Keywords

1 Introduction

Melanoma is the most dangerous form of skin cancer [1]. Cutaneous melanoma (or melanoma of the skin), the most common type of melanoma, is a complex multi-factorial disease as both environmental and genetic factors are involved in its manifestation [2]. It is often a fatal neoplasm, derived from melanocytes, that accounts for most skin cancer deaths. In the advanced stages of this cancer, therapeutic intervention usually fails to improve survival despite recent advances in immunotherapy. According to the World Health Organization, 132,000 melanoma skin cancers occur globally each year and the global incidence of melanoma continues to increase, with a main predisposal factor; sun exposure.
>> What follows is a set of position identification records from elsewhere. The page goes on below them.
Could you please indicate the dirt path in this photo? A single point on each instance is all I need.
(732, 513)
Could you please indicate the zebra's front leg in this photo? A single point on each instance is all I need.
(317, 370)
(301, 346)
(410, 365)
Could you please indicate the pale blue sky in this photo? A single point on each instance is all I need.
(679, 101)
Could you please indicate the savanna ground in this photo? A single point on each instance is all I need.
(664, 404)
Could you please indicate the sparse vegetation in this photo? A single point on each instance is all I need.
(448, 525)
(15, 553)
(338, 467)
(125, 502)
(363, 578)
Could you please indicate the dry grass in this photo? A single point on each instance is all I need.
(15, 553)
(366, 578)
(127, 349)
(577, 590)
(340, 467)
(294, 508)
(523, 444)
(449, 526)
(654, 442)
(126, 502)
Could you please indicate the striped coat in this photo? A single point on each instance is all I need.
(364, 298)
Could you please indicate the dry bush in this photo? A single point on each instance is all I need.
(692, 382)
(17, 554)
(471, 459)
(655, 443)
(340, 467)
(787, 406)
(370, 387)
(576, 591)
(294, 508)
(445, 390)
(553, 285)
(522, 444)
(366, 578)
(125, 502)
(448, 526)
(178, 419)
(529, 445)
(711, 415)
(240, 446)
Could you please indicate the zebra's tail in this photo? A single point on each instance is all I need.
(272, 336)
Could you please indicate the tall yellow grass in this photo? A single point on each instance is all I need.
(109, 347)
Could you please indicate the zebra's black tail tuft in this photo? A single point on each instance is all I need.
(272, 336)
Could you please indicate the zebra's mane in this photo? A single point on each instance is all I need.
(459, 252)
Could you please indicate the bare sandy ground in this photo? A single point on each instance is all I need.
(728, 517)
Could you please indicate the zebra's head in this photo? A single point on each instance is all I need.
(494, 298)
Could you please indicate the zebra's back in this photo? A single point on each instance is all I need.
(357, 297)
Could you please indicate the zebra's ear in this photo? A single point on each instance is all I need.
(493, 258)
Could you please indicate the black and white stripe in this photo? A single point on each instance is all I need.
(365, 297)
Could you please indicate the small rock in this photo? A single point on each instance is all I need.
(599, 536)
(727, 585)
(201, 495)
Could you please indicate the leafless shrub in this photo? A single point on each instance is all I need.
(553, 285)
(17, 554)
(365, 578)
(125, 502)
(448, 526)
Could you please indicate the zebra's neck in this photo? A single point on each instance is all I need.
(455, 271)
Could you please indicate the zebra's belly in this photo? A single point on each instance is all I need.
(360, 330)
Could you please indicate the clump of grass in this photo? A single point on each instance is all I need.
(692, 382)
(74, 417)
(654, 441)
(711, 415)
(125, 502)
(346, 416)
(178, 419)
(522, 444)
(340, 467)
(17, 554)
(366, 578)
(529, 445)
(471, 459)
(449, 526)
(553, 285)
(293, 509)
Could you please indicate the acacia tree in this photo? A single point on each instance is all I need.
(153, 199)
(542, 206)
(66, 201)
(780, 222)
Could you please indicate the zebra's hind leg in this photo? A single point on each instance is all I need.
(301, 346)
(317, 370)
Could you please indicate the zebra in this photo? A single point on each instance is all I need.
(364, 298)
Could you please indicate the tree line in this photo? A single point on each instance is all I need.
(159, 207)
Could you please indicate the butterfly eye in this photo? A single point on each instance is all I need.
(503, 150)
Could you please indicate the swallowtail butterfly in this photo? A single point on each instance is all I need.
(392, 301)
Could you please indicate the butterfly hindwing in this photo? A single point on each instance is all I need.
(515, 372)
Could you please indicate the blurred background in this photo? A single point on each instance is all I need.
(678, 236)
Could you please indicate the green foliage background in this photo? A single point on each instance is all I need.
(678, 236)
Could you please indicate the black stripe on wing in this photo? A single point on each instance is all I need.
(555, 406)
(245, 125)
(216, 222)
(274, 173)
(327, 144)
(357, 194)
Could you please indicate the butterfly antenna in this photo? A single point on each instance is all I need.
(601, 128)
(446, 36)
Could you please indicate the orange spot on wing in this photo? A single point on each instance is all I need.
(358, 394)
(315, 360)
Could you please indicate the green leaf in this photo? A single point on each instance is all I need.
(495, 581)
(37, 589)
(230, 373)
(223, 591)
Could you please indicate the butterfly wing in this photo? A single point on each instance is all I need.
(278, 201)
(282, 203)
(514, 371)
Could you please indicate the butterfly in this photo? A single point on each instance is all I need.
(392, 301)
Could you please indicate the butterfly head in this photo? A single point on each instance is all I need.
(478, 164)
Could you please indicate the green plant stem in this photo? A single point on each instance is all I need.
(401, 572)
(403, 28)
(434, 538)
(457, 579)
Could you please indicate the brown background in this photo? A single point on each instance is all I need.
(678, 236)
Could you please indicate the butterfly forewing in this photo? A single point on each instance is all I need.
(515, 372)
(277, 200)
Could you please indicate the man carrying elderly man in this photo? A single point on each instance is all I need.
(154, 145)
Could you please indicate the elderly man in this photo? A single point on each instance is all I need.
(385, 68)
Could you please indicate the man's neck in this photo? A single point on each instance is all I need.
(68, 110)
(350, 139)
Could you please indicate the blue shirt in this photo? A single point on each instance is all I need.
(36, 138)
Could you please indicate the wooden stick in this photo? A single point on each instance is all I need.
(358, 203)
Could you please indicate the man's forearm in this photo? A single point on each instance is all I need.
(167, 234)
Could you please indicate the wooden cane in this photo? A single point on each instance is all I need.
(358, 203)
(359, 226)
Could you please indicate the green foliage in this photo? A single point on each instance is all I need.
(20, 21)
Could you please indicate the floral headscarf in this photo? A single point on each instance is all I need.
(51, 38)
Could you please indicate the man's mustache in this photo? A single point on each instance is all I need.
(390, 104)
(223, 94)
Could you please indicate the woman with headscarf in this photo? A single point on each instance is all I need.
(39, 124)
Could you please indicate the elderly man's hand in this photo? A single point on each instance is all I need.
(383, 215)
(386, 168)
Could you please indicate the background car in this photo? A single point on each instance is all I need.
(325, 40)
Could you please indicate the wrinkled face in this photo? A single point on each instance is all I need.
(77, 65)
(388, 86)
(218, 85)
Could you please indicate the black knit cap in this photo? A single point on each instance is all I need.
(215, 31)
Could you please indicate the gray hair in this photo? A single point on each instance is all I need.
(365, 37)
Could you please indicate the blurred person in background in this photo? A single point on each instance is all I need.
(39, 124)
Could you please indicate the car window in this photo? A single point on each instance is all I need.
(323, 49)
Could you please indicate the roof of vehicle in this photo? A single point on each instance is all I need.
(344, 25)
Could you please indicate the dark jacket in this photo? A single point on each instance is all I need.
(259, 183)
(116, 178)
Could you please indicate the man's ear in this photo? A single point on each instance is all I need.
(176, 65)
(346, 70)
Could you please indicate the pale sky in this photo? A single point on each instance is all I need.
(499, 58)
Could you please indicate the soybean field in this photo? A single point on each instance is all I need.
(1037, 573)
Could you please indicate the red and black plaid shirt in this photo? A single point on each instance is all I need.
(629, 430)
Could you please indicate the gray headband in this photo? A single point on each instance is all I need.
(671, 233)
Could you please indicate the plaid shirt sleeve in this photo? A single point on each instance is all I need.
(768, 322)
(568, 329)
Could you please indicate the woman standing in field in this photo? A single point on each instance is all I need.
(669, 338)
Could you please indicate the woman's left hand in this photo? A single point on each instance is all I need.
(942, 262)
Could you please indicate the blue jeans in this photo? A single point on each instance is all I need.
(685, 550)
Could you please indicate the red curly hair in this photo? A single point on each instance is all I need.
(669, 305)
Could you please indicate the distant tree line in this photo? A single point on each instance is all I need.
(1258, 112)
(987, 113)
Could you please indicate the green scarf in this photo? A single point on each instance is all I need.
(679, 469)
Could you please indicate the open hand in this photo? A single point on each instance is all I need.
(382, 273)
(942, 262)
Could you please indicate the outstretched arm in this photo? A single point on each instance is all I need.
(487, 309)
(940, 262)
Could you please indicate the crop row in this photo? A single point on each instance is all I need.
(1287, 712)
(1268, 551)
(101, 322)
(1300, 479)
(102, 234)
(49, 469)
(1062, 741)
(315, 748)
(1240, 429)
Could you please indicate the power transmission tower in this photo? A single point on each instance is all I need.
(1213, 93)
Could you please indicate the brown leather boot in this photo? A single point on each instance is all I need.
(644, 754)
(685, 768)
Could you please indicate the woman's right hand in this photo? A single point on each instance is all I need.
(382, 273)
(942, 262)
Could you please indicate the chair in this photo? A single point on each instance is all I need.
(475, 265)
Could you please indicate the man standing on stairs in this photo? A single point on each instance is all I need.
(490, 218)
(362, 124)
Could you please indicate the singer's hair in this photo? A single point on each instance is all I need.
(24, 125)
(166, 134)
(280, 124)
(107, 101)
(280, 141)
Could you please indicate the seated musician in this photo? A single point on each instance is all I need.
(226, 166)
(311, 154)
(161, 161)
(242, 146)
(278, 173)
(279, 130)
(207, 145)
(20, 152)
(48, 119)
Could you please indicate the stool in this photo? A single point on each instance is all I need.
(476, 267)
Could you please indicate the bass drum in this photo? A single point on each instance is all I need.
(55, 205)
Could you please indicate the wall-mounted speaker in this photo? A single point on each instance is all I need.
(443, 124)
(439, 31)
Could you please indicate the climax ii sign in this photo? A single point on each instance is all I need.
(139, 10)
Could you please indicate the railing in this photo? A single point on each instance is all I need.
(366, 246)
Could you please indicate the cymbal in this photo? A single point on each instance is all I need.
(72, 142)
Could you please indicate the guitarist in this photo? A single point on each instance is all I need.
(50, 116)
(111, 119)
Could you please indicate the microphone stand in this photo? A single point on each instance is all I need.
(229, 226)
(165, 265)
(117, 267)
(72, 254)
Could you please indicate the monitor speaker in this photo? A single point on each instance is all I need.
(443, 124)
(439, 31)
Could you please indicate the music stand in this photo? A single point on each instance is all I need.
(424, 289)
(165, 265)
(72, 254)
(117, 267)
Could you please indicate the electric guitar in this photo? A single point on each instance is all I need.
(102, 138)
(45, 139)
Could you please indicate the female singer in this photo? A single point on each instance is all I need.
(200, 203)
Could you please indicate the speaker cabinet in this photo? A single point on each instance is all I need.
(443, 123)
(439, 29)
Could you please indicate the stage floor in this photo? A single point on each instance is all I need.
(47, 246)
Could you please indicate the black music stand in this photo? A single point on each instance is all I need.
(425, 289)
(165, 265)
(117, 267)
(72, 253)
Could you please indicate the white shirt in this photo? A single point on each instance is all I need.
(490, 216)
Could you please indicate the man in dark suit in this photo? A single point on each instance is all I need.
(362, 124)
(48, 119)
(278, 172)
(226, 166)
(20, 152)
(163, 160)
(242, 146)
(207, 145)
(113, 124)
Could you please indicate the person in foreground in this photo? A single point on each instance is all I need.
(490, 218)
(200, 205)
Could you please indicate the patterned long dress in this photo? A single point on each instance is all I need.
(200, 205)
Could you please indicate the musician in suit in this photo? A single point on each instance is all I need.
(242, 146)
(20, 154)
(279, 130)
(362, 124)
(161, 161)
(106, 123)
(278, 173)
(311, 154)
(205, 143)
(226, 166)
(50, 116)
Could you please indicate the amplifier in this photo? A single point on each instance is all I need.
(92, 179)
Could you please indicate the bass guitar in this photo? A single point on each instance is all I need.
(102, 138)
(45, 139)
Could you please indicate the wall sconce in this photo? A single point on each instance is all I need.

The complexities of cellular metabolism and regulatory pathways involved have, until recently, obstructed the formulation of a unified description for melanoma [3]. Thus, despite the descent of gene signatures for various cancers, e.g. breast or colon cancer, a similar progress remains elusive for malignant melanoma. This could be attributed to the intricate nature of the molecular basis of cutaneous melanoma, which needs neatly stratified epidemiological cohorts to effectively address the issue of the high heterogeneity of this disease. In any case, genomic studies are limited by the shortage of similar melanoma cohorts, collecting and maintaining frozen tumor tissue, therefore rendering gene expression profiling studies of melanoma relatively scarce [4]. Still, efforts have been made to overcome any issues and shed some light on the underlying mechanisms involved with melanoma pathogenesis and metastases [4, 5]. A number of important emerging biological pathways and gene targets recently identified in melanoma are reported in [6]. Key biological pathways, where several significant genes (e.g. CDKN2A, CDK4, RB1) are involved, include proliferation, transcriptional control, extracellular matrix remodeling, glutamate signaling, and apoptosis.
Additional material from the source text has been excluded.